Kantar vend de la structure, mais la leçon est plus large L’annonce de
la suite LINK de Kantar indique que son offre LINK AI inclut l’analyse de plus de 21 000 contenus de créateurs, avec des benchmarks propres à chaque plateforme destinés à soutenir un cadre d’efficacité cohérent. Daily Research News Online rapporte aussi que ce cadre est censé aider les marques à déployer les collaborations avec des créateurs à plus grande échelle sans perdre le contrôle de la performance ni de l’impact de marque. Oui, c’est aussi une histoire de produit, et il faut garder notre petit chapeau de sceptique chaque fois qu’une entreprise de mesure diagnostique un problème de mesure. Malgré tout, le problème est bien assez réel pour que les créateurs, les agences et les équipes de marque agissent. Si l’objectif de la campagne est la construction de marque, le brief créateur ne devrait pas être jugé comme un sprint de code promo. Si l’objectif est la puissance de vente, le bilan a besoin de plus que le sentiment des commentaires et une jolie miniature. Le geste pratique consiste à décider du rôle à jouer avant même que la publication existe, puis à choisir le format, le créateur, la plateforme et les preuves en conséquence.
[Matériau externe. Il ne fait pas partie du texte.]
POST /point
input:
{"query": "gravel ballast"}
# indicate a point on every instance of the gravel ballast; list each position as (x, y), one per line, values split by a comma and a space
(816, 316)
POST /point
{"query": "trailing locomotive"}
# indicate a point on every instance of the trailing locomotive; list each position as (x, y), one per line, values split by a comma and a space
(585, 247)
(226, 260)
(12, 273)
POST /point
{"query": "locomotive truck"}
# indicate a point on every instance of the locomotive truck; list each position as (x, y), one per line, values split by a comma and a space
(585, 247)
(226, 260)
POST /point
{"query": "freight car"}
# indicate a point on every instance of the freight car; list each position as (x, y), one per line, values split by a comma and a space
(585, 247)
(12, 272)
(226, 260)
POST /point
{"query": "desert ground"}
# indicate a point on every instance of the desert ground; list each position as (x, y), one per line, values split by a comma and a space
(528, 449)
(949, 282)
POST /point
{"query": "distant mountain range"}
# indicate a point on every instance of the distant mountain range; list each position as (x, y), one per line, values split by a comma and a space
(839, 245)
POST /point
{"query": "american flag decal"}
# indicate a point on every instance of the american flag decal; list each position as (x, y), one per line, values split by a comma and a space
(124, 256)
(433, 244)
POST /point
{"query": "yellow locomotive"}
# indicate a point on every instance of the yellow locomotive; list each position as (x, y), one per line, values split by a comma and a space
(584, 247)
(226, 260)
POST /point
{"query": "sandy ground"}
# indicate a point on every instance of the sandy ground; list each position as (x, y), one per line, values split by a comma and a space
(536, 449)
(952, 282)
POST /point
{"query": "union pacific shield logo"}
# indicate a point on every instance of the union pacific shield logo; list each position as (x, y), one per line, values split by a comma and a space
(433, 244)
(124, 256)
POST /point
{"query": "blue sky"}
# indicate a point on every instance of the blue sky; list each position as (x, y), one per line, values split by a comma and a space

Pourquoi ce n’est pas seulement un problème de CMO Kantar et Doing Things ont
présenté une opportunité similaire dans leur Creator Digest, en affirmant que les marketeurs laissaient des opportunités inexploitées, surtout lorsqu’il s’agit de construire le capital de marque grâce à des programmes avec des créateurs. Ce rapport précédent présentait les communautés des créateurs comme une partie de la façon dont les marques peuvent façonner la perception et la performance, ce que les plateformes ont tendance à aplatir en un seul chiffre pratique de tableau de bord. Une marque de plus dans la liste en cours : les plateformes sont très douées pour compter les réactions qu’elles peuvent vendre, moins pour prouver ce qui s’est passé ensuite. Pour les créateurs, l’idée à retenir n’est pas de devenir du jour au lendemain un mini service d’analytics. C’est de poser de meilleures questions avant de dire oui : qu’est-ce que la campagne cherche à changer, comment le succès sera-t-il évalué, et quels chiffres ne devront pas servir de faux substitut au véritable objectif ? Pour les équipes de marque, le geste est tout aussi simple et tout aussi rare : arrêter d’acheter des publications de créateurs comme des unités de fil interchangeables, puis de faire semblant d’être surpris quand les résultats sont difficiles à comparer. Le point de vue à contre-courant de Kantar est utile parce qu’il donne à tout le monde la permission de mettre à la retraite le tableau de score à un seul chiffre. Il faudra voir si les agences commencent à construire les briefs créateurs autour de ces catégories de résultats plus larges, et si les plateformes répondent avec de meilleurs outils de preuve ou simplement des tableaux de bord plus brillants. Le prochain avantage compétitif dans le marketing d’influence appartiendra aux équipes capables de faire la différence entre attention et impact avant que le deck de bilan ne soit attendu.